Miles Davis Quintet. Live in Europe 1969. The Bootleg Series Vol. 2
Nach Erscheinen der Aufnahmen des Miles Davis Quintett von dessen Europa-Tournee 1967 im Jahre 2011 kommt nun unter dem Titel Miles Davis Quintet. Live in Europe 1969. The Bootleg Series Vol.2 gleich eine 4 CD-Box auf den Markt. Davon sind 3 CDs Mitschnitte der Auftritte beim Antibes-Festival (CD 1+2) sowie Stockholm (CD 3) und eine DVD von den Berliner Jazztagen. Der große Unterschied zu den Aufnahmen von 1967 sind zum einen die personellen Wechsel im Quintett, denn es sind nur noch Miles Davis und Wayne Shorter übrig geblieben, Herbie Hancock wurde durch Chick Corea, Ron Carter durch Dave Holland und Tony Williams durch Jack DeJohnette ersetzt. Diese Umbesetzungen sorgten zum anderen geradezu für eine Entfesselung der Band, was zu einer noch größeren Experimentierfreudigkeit und Dynamik geführt hat. Und Miles Davis scheint auf den vorliegenden Einspielungen wie ausgewechselt. Er präsentierte sich drogenfrei und vor Kraft strotzend, was eine enthemmende Wirkung auf sein Spiel und die von ihm an den Tag gelegte Toleranz hatte.

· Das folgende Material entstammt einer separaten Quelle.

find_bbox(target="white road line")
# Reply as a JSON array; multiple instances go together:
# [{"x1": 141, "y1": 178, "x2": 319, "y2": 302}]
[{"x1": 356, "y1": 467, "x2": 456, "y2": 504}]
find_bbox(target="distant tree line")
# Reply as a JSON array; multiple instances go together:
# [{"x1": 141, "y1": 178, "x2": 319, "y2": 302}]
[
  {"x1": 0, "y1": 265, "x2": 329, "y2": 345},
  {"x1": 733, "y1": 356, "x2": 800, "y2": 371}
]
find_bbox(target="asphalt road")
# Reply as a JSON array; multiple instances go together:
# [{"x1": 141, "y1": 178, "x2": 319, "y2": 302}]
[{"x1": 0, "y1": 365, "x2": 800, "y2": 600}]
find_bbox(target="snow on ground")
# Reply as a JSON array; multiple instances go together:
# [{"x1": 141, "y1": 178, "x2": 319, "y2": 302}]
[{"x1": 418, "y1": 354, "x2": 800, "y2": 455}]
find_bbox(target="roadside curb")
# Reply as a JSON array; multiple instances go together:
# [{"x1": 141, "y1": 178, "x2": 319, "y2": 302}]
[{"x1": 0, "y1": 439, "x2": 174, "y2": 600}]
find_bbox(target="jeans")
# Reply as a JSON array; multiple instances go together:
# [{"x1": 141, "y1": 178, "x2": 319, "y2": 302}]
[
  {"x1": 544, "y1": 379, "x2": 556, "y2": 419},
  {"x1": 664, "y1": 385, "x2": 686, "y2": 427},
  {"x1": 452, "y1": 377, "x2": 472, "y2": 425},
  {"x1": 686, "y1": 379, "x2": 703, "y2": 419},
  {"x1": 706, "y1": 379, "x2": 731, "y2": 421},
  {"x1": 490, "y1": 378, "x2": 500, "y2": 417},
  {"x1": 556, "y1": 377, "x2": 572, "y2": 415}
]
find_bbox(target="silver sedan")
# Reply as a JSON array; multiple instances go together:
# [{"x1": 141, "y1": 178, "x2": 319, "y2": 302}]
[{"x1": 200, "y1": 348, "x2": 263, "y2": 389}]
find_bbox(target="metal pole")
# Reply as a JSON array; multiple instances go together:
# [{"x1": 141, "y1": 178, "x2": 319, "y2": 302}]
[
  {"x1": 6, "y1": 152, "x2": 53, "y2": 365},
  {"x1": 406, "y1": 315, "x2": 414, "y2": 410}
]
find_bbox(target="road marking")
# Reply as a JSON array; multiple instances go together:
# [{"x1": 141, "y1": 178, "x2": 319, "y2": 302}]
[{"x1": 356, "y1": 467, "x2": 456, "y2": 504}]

Dieses Miles Davis Quintet, das immer den Beinamen Lost Quintet trug, weil kaum Aufnahmen vorlagen, die seinen richtungsweisenden Einfluss dokumentierten, ist nun durch die vorliegende Edition aus dem Zustand des Verlorenseins zurück geholt worden. Es sind im positiven Sinne historische Dokumente, weil der Übergang von Miles Davis selbst von der Modalität in eine von Fusion, Funk, Rock und psychedelische Moderne in beeindruckender Qualität zugänglich gemacht wurden. Seine Interpretation von Round Midnight (CD 1, Antibes), bei der er das Thema der Ballade mit einer modalen Wucht anbläst, als ginge es um eine testamentarische Festschreibung, um dann in ein Beschleunigungslabyrinth zu entschwinden, bei dem jede Rückkehr ausgeschlossen zu sein scheint, ist die wohl eigenwilligste dieses Stückes, die in der Jazz-Geschichte vorliegt. No Blues (CD 2) wird durch Davis Phrasierungen und die psychedelischen Eskapaden Chick Coreas und die lyrischen Etüden Wayne Shorters zu einem Referenzstück für archaische Wahrheiten im experimentellen Chaos. Und in Bitches Brew (CD 3) zeigen Jack DeJohnette und Dave Holland, wie strukturbildend Beschleunigung werden kann, wenn sich Individuen wie Davis und Shorter, die zu diesem Zeitpunkt wohl keine Grenzen mehr wahrnehmen wollten, auf halsbrecherische Exkursionen begaben.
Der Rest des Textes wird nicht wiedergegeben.